Internet betting ban bill closer to a vote for Trusted Online Casino Singapore

Internet betting ban bill closer to a vote for Trusted Online Casino Singapore

Legislation that bans Internet gambling — with minor exceptions — cleared an important hurdle Tuesday, but still faces a tough road to final passage.

Lawmakers on the House Judiciary subcommittee on crime passed the bill by voice vote, sending it back to full committee for further consideration. A full committee meeting has not been scheduled. The Senate has not voted on the legislation.

The bill, advocated by long-time cyber casino foe Rep. Bob Goodlatte, R-Va., is opposed by the American Gaming Association, the industry’s top lobby group.

Rep. Jim Gibbons, R-Nev., also intended to formally withdraw his support for the bill today.

Much of the casino industry opposes Internet gambling, with some big exceptions like MGM MIRAGE and Station Casinos Inc., which are investing in the industry. The American Gaming Association and Gibbons pulled their support for Goodlatte’s bill this week in part because the legislation appears to allow horse racing and other gambling forms to offer Internet gambling, which would be unfair to “brick and mortar” casinos.

Goodlatte’s bill would technically allow a gaming company to launch an Internet gambling site, if the state of its operation could guarantee that no bettors outside the state would use it; and guarantee that minors would not use it. But those guarantees likely would make it difficult, perhaps impossible, for a state to allow a gaming company to operate its site.

Future technologies may make it easier for Internet gambling site Trusted Online Casino Singapore operators to verify bettor information, Goodlatte said.

Internet gambling has been interpreted as illegal under the 1961 Wire Act, which banned bet making by telephone. But it is not clear that the act covers Internet gambling, Goodlatte said. And Internet gambling site operators are almost never prosecuted under the act.

Gibbons was an original co-sponsor of the legislation last year, when it called for a simple ban on Internet gambling.

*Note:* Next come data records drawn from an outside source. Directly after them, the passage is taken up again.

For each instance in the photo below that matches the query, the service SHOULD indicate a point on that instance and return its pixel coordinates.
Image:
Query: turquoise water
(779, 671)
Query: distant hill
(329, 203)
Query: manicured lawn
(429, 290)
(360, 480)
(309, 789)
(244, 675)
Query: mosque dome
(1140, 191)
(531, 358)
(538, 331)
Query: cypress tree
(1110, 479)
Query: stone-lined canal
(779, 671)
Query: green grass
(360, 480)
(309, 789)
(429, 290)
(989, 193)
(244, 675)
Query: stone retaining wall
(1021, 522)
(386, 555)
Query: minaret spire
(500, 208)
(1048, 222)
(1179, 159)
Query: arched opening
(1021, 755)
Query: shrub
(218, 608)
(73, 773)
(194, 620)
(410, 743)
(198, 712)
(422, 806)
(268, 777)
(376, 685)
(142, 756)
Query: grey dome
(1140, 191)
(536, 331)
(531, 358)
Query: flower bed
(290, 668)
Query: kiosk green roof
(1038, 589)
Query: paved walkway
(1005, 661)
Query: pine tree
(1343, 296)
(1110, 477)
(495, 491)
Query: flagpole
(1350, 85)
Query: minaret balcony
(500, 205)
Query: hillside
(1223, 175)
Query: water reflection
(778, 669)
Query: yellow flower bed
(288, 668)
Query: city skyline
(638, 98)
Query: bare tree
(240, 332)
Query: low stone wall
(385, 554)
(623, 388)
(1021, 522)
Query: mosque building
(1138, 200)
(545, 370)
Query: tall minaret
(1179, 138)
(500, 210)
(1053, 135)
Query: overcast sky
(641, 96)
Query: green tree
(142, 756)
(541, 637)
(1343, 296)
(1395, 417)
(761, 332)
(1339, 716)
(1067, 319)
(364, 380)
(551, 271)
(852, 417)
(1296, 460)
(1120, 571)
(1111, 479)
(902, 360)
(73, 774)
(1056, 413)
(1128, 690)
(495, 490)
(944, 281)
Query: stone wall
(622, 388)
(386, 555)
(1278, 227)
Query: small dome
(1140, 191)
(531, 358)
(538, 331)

But Goodlatte has tinkered with his legislation. The current bill appears to allow horse-racing operations to offer Internet wagers. It also would allow lotteries to offer Internet ticket buys if the state could guarantee buyers were in the state and not minors. The bill also would allow Indian tribes to offer Internet gambling if both the website operation and the bettor were on the reservation, Goodlatte aides said.

Goodlatte sidestepped a reporter’s question about whether he needed the support of the influential gaming industry to muster full House support for the bill. He still hopes to win the backing of the industry and Nevada lawmakers.

“We’re going to continue to work with all these groups,” Goodlatte said after the committee meeting.

Goodlatte has sought to forge a compromise on legislation aimed at outlawing the fast-growing Internet gambling industry. About $1.6 billion was wagered online last year, subcommittee chairman Rep. Lamar Smith, R-Texas, said.

Goodlatte said Internet gambling is unregulated, offers no protections to prevent minors from gambling, offers a dangerous 24-hour outlet to gambling addicts nationwide, and provides organized crime a venue to launder money.

The bill in its current form seeks to outlaw Internet gambling sites from operating, but does not seek to punish bettors.

AGA President Frank Fahrenkopf said Goodlatte’s bill was no longer the best legislation to address Internet gambling.

“We certainly have no problems with meeting with Congressman Goodlatte, but there are still some major problems with this bill,” Fahrenkopf said.